Rules- versus Data- Driven Artificial Intelligence
Professor Linna began the workshop with a discussion of rules- versus data-driven artificial intelligence. Rules-based artificial intelligence automates advice by applying a set of predefined rules or logic to user input. In a data-driven system, on the other hand, some subject matter expert (e.g., a lawyer) “trains” the system to recognize patterns by feeding it data with “labeled” outcomes. A rules-based artificial intelligence system, such as Neota Logic, works well to centralize knowledge and automate legal advice in an area that is heavily codified (e.g., bankruptcy or most other areas of civil law). Data-driven artificial intelligence systems, such as Kira, have the ability to automatically organize, flag, and prioritize certain document clauses, for example, greatly assisting in cumbersome tasks such as contract review and due diligence.
Akerman Data Law Center
Following Professor Linna’s discussion, Mr. Sharer introduced the students to the Akerman Data Law Center–an expert system he built using Neota Logic. The students in our LegalRnD capstone course at Michigan State are learning Neota Logic, and some teams are using it for their innovation projects with Akerman, Perkins Coie, Davis Wright Tremaine, and Michigan Legal Help. It was inspiring for them to see a finished product and how it is being used by one of the country’s most forward-thinking law firms. For me, the most important takeaway was Mr. Sharer’s point that it is easy to get swept up in the possibilities of legal technology; but for a product to truly improve the way legal services are delivered, its “legal inventory” must be “complete, current, actionable, and affordable.” To learn more about the Akerman Data Law Center, I encourage you to visit the Akerman Data Law Center website, and to read Professor Linna’s blog post detailing his interaction with the platform.

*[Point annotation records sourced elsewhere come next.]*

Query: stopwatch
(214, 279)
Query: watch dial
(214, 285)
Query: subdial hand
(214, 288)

Comparing Legal Tech Use-Cases
As the final component to the lecture portion of the workshop, I discussed the differences between Neota Logic, ThinkSmart, and QnA Markup. Created by David Colarusso, Director of Suffolk LIT Lab, QnA Markup is an open-source platform that can be used for simple document construction and building rules-based question-and-answer systems. Mr. Sharer gave a great example of how Neota Logic can be used, so I focused most of my time on demonstrating use cases for QnA Markup and ThinkSmart, a workflow automation platform. To help prepare the students for the second half of the workshop, when they would build their own applications in QnA Markup, I demonstrated an application that I built that helps a user determine when a contract has been formed under UCC Article 2-206 or 2-207.
During my presentation, I emphasized how easy it had been to create this application because I first took the time to create a flowchart of the law. Once you map all of the possible outcomes and pathways a legal issue or process can take, building the expert system or automated workflow is relatively straightforward–even with sophisticated tools like Neota Logic and ThinkSmart.
I really enjoyed being a part of this Computational Law workshop. Many possibilities exists to better understanding legal processes, automate them, and improve legal-services delivery. I look forward to finding new ways to make legal advice more accurate, accessible, and actionable.